Prunella Clough @ 42 Carlton Place, Glasgow

Prunella Clough (1919-1999) created an expansive body of work as an abstract painter. 42 Carlton Place displays the enviable breadths of her practice and interests

Review by Adam Benmakhlouf | 15 Apr 2019
  • Prunella Clough

With 21 paintings representing the enviable breadths of painter Prunella Clough’s career and experimentations, you’d be forgiven for wondering if the works from 1944-99 were actually the work of several artists. In the back room, the first of these works chronologically is the dark but luminous Study for a Scene on Ruined Beach. The tone and palette are metallic, and the canvas of the painting itself could be mistaken for a plate of aluminium or steel, looking as heavy and conversely luminous as it does. It sings next to the noisy, holey surface of the hot pink abstraction next to it, which looks a lot like what might be left after one pulls some plasterboard away.

Each one is dense in allusion. Some of Clough’s reference images can be found in one of the catalogues by the entrance. There isn’t a one-to-one direct relationship between them and any single painting, but nevertheless there’s the sense of Clough observationally quoting an elegant shape or texture, then amassing and mixing these visual samples into abstract concentrations.

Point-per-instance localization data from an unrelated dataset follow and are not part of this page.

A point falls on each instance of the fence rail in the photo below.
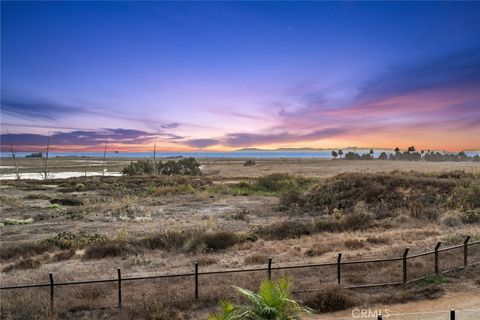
(270, 268)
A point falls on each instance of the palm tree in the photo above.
(273, 301)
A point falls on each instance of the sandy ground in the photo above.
(233, 168)
(466, 305)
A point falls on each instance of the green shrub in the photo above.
(66, 202)
(212, 241)
(13, 221)
(286, 230)
(273, 301)
(357, 221)
(108, 249)
(333, 298)
(470, 216)
(23, 249)
(23, 264)
(185, 166)
(328, 225)
(139, 167)
(468, 197)
(69, 240)
(167, 240)
(249, 163)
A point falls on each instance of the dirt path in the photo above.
(466, 304)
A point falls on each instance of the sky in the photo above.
(230, 75)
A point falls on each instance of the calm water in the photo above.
(233, 154)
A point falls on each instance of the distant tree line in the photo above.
(185, 166)
(411, 154)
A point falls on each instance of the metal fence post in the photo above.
(119, 289)
(339, 263)
(465, 251)
(51, 293)
(405, 253)
(437, 268)
(269, 268)
(196, 281)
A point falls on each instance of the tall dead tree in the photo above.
(17, 174)
(45, 168)
(105, 158)
(155, 157)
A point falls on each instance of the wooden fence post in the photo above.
(269, 268)
(405, 253)
(51, 294)
(339, 258)
(196, 281)
(119, 289)
(437, 268)
(465, 251)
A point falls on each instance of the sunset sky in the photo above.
(224, 76)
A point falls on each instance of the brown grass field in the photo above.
(232, 217)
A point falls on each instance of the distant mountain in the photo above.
(355, 149)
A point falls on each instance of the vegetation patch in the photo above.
(14, 221)
(333, 298)
(69, 240)
(23, 249)
(67, 201)
(23, 264)
(185, 166)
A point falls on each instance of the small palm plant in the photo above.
(272, 302)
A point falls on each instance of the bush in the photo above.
(328, 225)
(378, 240)
(23, 249)
(357, 221)
(13, 221)
(23, 264)
(139, 167)
(468, 197)
(286, 230)
(69, 240)
(212, 241)
(452, 219)
(354, 244)
(249, 163)
(277, 182)
(256, 259)
(332, 299)
(186, 166)
(67, 201)
(108, 248)
(470, 216)
(167, 240)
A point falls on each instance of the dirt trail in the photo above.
(466, 304)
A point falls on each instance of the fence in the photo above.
(307, 278)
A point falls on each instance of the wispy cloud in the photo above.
(86, 138)
(37, 109)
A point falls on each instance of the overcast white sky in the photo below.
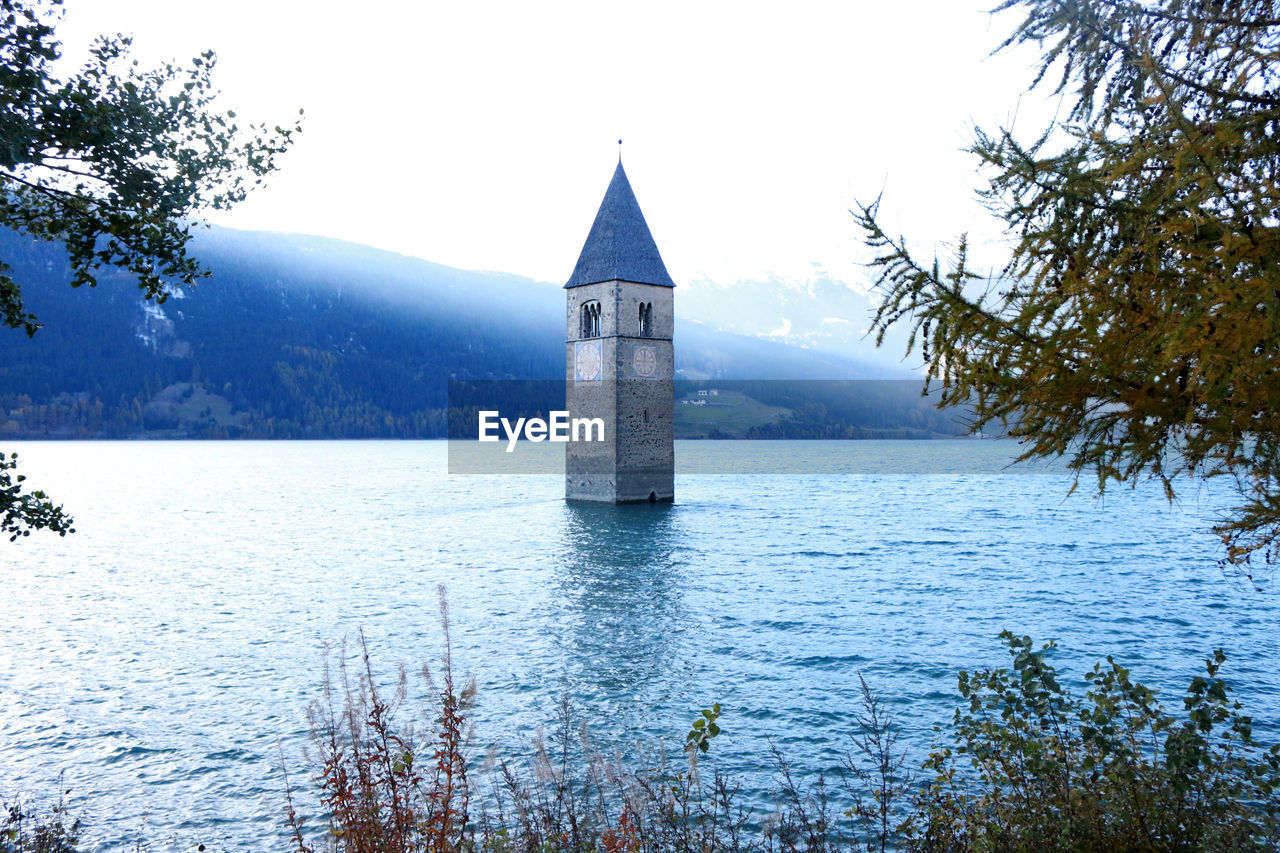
(483, 135)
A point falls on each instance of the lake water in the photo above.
(160, 660)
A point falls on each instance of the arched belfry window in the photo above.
(590, 319)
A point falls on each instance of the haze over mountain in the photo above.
(298, 336)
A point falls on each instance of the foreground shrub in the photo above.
(1029, 767)
(1036, 769)
(27, 831)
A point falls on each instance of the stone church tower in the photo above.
(620, 363)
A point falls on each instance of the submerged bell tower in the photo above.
(620, 360)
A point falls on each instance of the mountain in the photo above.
(819, 311)
(301, 337)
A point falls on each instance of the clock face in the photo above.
(644, 361)
(586, 360)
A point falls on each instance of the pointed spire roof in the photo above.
(620, 245)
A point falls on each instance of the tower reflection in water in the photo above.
(626, 624)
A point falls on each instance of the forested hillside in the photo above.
(302, 337)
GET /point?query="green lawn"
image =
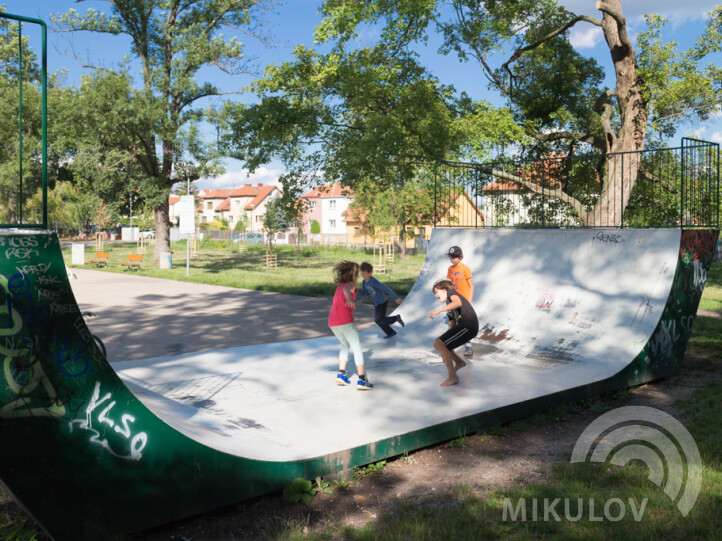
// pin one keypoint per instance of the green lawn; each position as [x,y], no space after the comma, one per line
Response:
[307,272]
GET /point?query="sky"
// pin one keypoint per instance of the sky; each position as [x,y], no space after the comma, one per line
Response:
[293,21]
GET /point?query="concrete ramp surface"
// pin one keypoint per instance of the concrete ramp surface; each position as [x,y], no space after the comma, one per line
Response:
[564,315]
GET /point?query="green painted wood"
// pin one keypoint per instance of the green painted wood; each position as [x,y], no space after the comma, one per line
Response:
[87,459]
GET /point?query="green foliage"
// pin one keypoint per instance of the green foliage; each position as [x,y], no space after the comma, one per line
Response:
[359,472]
[302,489]
[299,490]
[243,222]
[152,129]
[218,225]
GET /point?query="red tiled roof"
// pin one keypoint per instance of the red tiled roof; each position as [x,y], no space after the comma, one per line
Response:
[247,190]
[264,192]
[335,190]
[215,194]
[225,205]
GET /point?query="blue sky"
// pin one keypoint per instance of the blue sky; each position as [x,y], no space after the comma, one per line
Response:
[293,22]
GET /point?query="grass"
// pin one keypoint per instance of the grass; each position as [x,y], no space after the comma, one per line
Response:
[636,507]
[580,490]
[305,273]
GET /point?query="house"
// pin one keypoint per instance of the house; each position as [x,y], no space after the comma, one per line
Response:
[327,205]
[230,205]
[211,201]
[509,203]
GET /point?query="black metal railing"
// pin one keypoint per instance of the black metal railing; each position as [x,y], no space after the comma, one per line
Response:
[660,188]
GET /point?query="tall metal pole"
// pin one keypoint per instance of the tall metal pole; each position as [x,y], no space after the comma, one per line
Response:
[188,240]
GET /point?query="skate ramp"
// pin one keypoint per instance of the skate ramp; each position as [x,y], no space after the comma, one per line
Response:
[564,315]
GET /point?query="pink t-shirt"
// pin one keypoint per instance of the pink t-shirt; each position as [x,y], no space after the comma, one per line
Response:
[340,314]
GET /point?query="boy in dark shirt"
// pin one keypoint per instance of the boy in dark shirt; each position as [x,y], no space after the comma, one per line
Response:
[379,294]
[463,326]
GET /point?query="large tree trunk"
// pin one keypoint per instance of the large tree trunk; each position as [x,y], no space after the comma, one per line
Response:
[621,169]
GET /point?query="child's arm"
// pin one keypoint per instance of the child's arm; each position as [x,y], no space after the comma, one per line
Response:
[348,289]
[389,292]
[455,303]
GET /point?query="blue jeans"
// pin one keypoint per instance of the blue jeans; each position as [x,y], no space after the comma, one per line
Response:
[384,321]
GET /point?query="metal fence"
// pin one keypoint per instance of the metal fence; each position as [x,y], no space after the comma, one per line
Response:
[24,161]
[656,188]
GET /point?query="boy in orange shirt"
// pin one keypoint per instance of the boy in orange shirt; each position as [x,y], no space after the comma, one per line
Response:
[460,275]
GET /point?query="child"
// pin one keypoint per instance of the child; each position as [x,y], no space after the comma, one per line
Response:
[379,296]
[463,325]
[460,275]
[340,319]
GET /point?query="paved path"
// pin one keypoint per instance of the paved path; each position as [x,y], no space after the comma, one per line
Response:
[140,317]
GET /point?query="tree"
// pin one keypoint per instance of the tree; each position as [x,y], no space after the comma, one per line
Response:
[173,40]
[363,117]
[555,93]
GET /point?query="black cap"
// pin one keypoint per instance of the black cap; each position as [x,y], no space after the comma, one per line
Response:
[455,251]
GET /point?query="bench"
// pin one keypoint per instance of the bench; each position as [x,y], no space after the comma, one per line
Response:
[133,261]
[100,258]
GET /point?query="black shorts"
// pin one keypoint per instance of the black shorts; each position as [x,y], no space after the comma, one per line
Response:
[458,335]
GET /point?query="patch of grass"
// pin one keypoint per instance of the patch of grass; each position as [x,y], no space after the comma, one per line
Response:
[712,297]
[306,273]
[359,472]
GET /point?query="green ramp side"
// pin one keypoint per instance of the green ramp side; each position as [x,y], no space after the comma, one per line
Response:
[88,460]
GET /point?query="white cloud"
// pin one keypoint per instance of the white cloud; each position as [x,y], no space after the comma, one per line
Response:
[236,179]
[586,38]
[716,137]
[635,10]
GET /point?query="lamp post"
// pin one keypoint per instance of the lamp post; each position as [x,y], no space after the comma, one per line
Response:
[188,170]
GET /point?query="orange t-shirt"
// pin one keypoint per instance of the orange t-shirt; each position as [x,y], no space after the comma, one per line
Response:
[459,276]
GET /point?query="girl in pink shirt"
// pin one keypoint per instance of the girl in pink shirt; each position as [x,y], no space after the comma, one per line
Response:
[341,321]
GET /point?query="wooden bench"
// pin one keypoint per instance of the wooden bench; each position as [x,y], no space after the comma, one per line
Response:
[100,258]
[133,261]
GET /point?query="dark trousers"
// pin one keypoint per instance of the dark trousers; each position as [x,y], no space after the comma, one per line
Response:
[382,320]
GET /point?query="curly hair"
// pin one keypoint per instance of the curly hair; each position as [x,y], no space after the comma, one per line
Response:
[442,284]
[345,271]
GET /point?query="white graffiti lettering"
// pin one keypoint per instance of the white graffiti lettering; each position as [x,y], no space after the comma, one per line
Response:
[48,294]
[39,268]
[62,308]
[21,253]
[137,441]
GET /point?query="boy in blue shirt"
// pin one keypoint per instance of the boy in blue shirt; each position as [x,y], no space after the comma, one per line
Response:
[379,296]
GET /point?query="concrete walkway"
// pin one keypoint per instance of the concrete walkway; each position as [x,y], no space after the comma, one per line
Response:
[140,317]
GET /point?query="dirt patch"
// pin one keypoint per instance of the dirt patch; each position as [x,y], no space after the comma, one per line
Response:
[523,453]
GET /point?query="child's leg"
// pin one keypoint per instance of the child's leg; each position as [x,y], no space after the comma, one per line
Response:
[381,319]
[447,357]
[343,353]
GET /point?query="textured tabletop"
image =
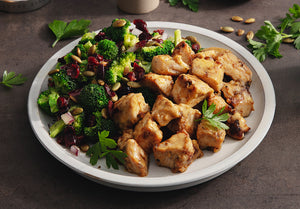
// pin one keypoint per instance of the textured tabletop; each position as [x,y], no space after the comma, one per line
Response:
[33,178]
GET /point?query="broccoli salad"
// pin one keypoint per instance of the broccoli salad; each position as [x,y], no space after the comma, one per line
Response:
[125,93]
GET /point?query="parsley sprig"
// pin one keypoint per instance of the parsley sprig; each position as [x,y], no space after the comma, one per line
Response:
[215,120]
[192,4]
[12,79]
[271,38]
[106,147]
[63,30]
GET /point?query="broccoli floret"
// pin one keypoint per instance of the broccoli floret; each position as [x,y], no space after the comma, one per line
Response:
[83,51]
[117,33]
[108,49]
[78,123]
[116,70]
[147,53]
[130,40]
[57,128]
[47,101]
[90,36]
[63,83]
[93,97]
[101,125]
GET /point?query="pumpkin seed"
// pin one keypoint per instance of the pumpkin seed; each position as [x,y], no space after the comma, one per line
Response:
[75,58]
[119,23]
[250,35]
[240,32]
[288,40]
[227,29]
[133,84]
[84,147]
[53,71]
[77,111]
[92,50]
[88,73]
[237,18]
[116,86]
[78,51]
[250,20]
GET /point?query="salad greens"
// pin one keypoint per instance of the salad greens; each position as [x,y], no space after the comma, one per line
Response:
[271,38]
[12,79]
[63,30]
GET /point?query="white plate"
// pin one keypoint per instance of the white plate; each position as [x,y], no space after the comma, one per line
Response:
[159,178]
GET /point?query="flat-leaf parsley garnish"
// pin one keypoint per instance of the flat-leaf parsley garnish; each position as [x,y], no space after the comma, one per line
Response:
[106,147]
[215,120]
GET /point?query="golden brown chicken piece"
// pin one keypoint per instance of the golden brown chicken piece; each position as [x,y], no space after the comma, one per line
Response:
[209,136]
[187,121]
[185,51]
[129,109]
[190,90]
[147,133]
[137,159]
[237,126]
[164,110]
[209,71]
[239,97]
[167,65]
[162,84]
[176,153]
[219,102]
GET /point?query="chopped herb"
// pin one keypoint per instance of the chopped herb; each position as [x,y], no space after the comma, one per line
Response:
[215,120]
[63,30]
[106,147]
[11,79]
[272,38]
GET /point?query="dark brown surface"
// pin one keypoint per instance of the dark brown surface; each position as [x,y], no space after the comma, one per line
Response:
[32,178]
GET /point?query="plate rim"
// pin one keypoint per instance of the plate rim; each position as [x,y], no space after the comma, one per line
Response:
[165,183]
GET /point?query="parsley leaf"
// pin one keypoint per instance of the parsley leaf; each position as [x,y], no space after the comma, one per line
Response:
[191,4]
[11,79]
[106,147]
[271,39]
[215,120]
[63,30]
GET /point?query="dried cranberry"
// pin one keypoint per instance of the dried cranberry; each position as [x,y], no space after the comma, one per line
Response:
[138,71]
[131,76]
[62,104]
[141,25]
[93,61]
[159,31]
[145,36]
[73,71]
[195,47]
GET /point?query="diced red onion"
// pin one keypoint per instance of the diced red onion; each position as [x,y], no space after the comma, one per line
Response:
[74,150]
[67,118]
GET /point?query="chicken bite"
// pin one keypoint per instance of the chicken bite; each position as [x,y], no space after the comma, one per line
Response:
[237,126]
[137,159]
[185,51]
[190,90]
[176,153]
[162,84]
[167,65]
[209,136]
[239,97]
[129,109]
[164,110]
[209,71]
[147,133]
[187,121]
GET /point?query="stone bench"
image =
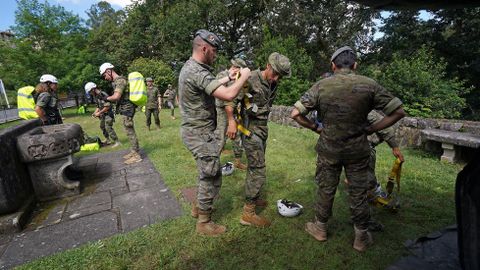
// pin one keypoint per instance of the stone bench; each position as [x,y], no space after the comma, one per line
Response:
[453,142]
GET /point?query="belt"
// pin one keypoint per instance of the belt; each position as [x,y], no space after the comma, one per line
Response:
[258,122]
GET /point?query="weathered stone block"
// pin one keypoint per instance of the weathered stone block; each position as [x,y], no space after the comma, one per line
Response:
[15,184]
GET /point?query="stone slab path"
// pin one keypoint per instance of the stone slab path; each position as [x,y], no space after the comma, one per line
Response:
[115,198]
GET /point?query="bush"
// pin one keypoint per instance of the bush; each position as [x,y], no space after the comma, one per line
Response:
[421,83]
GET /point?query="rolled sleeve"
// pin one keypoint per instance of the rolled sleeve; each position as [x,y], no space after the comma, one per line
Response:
[299,106]
[212,86]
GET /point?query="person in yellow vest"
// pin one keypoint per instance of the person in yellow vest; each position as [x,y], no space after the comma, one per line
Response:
[26,103]
[47,102]
[125,107]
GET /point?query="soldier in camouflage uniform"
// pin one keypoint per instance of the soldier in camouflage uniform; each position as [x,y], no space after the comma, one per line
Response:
[226,124]
[153,99]
[125,107]
[104,112]
[47,102]
[170,95]
[343,102]
[256,102]
[198,88]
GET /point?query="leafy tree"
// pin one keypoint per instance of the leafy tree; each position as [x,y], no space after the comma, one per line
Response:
[420,82]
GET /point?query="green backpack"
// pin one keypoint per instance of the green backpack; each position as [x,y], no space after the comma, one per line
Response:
[137,89]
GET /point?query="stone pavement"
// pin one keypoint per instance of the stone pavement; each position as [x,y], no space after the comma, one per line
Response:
[115,198]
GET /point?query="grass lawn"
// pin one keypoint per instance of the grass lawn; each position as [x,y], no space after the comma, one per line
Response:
[427,198]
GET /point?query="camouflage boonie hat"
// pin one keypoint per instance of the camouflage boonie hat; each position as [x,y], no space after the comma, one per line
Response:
[209,37]
[280,64]
[237,62]
[339,51]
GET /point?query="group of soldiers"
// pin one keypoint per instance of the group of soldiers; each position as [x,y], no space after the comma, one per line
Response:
[241,99]
[126,108]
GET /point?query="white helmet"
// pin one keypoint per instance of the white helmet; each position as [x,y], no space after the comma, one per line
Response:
[227,169]
[89,86]
[48,78]
[104,67]
[288,209]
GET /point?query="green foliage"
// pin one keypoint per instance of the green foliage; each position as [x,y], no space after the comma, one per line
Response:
[421,83]
[289,89]
[160,72]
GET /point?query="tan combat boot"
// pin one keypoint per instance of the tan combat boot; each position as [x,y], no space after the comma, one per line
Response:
[363,239]
[261,202]
[206,227]
[249,217]
[133,159]
[194,211]
[129,155]
[239,165]
[317,229]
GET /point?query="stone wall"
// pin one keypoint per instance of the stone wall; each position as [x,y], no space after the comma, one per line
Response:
[15,184]
[407,130]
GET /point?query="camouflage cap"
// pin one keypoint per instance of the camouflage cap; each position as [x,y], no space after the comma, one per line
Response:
[340,50]
[237,62]
[280,64]
[209,37]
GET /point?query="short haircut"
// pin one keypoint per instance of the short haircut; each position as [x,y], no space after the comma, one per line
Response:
[345,59]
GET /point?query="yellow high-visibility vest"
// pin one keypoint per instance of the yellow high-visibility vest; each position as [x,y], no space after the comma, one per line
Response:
[26,103]
[137,88]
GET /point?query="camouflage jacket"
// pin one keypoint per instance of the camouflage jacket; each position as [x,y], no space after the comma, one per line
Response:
[124,106]
[387,135]
[263,95]
[152,98]
[343,102]
[196,84]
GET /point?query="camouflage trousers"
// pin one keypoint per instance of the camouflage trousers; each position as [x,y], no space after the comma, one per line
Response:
[204,147]
[222,124]
[148,114]
[255,147]
[106,125]
[130,130]
[171,105]
[327,178]
[372,179]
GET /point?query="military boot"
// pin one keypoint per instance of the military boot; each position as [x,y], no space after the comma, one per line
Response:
[317,229]
[194,210]
[129,155]
[363,239]
[133,159]
[239,165]
[206,226]
[261,202]
[249,217]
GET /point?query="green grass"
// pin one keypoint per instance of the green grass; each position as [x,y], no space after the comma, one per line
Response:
[427,204]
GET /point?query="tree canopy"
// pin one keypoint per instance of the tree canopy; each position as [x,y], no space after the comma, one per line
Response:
[154,37]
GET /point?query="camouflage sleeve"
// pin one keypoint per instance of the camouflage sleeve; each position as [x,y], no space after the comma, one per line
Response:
[387,134]
[385,101]
[120,85]
[207,81]
[309,101]
[106,103]
[43,99]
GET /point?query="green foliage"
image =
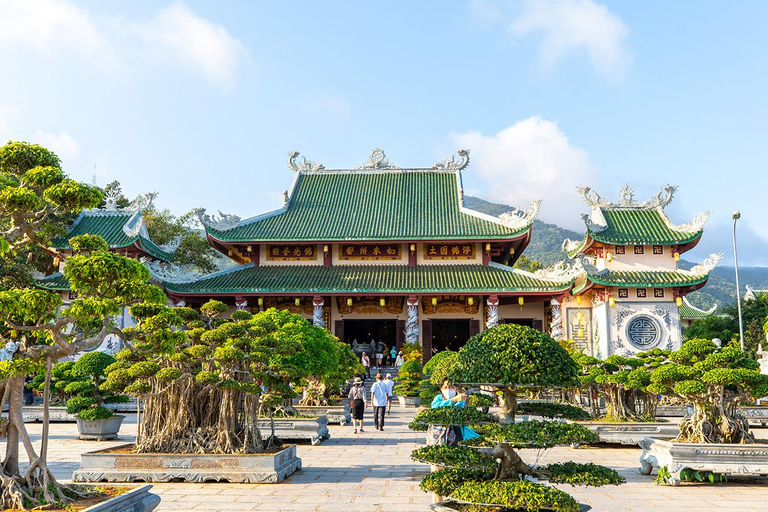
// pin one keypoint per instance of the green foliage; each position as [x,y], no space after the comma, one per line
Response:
[573,473]
[449,416]
[454,456]
[518,495]
[444,481]
[552,410]
[533,434]
[511,354]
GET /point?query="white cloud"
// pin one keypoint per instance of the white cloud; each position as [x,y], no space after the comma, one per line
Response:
[174,34]
[60,143]
[566,27]
[182,35]
[532,159]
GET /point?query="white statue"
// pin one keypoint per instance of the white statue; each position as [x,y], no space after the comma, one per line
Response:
[6,354]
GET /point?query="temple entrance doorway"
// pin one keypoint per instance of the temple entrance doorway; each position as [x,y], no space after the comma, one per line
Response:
[449,334]
[363,331]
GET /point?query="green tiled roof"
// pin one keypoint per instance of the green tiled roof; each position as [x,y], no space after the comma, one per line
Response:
[639,227]
[109,225]
[367,279]
[341,206]
[54,282]
[691,312]
[645,279]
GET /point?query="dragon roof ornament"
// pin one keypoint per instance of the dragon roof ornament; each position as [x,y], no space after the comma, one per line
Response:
[706,266]
[561,272]
[378,160]
[169,272]
[451,165]
[222,222]
[518,219]
[627,199]
[305,166]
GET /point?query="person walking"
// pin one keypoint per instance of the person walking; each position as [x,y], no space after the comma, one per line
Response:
[358,403]
[390,391]
[366,363]
[379,398]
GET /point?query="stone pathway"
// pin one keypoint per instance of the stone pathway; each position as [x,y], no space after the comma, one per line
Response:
[373,472]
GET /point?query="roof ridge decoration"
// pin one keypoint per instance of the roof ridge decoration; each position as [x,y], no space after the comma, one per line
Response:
[518,219]
[696,225]
[222,222]
[706,266]
[451,165]
[305,166]
[627,199]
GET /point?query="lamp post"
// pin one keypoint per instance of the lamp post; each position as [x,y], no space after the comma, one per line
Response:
[737,216]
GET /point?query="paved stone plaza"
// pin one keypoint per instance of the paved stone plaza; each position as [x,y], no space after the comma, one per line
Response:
[373,472]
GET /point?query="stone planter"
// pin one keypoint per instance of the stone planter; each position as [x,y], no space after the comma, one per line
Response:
[135,500]
[336,413]
[728,459]
[409,401]
[756,415]
[442,506]
[100,430]
[103,466]
[630,433]
[313,429]
[55,414]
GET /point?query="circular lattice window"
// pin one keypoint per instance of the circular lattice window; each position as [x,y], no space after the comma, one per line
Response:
[643,332]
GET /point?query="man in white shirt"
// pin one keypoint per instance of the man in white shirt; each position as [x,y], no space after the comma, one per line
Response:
[380,395]
[390,391]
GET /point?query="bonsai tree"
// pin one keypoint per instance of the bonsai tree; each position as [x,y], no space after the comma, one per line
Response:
[623,383]
[716,380]
[204,380]
[409,379]
[494,477]
[510,356]
[86,378]
[36,201]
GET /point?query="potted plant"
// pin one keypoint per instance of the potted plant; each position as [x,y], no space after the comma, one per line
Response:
[487,471]
[409,378]
[716,438]
[94,421]
[621,383]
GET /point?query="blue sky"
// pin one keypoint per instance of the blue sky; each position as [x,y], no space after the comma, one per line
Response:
[202,101]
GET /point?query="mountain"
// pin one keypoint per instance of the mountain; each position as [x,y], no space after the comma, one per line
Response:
[546,247]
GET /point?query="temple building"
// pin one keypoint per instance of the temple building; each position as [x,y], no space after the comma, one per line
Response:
[380,252]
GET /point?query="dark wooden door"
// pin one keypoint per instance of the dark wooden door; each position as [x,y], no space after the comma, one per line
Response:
[426,340]
[400,338]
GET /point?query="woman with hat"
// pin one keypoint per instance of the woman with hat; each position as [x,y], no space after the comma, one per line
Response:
[357,403]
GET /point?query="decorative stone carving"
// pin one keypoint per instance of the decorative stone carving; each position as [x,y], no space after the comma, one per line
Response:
[222,222]
[412,330]
[101,466]
[305,166]
[728,459]
[518,219]
[377,160]
[317,312]
[706,266]
[492,312]
[556,328]
[450,164]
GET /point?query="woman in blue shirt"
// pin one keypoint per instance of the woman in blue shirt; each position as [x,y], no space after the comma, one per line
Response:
[449,397]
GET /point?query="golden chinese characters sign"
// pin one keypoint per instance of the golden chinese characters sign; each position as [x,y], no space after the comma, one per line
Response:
[464,251]
[369,252]
[291,252]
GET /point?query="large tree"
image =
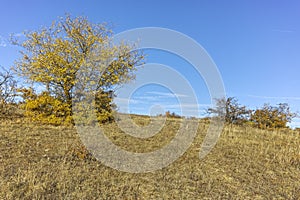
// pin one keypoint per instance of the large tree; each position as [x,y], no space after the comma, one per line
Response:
[54,55]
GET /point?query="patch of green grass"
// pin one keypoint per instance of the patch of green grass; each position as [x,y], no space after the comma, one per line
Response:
[43,161]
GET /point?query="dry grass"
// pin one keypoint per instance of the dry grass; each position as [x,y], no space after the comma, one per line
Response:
[48,162]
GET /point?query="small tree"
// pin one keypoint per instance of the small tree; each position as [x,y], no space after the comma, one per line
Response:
[272,116]
[54,57]
[7,90]
[231,110]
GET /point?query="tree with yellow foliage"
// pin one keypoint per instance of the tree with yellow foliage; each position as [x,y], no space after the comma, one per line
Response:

See for instance Soft Ring. This work is in a rich turquoise and a thick, opaque beige cream. The oval-ish shape in the middle of the composition has angles that one might mistake for the outline of a rounded-off, abstract cube shape. In the background, a line of rich blue-green goes in and out of focus as Clough seems to have carefully blotted parts out, perhaps with calculated spills of turpentine on the oil paint. The effect is to create further ambiguous depth and the texture of marble or blue cheese.

This central composition recurs in what looks like the whirling, smokey crystal ball cloud that fills the portrait-oriented rectangle of Sweet Jar, the perfect circle in By the Seaside I – surrounded here by two green and red cloud shapes – and the lightly-sketched onion in the 1957 mixed media on paper work of the same name. This recurrence among the visual variety of the abstract paintings gives a sense of Clough’s wandering and captious eye that collects a diverse vocabulary of unpredictable forms and shapes, then subtly and patiently reinvents an ingenious grammar across the works on show.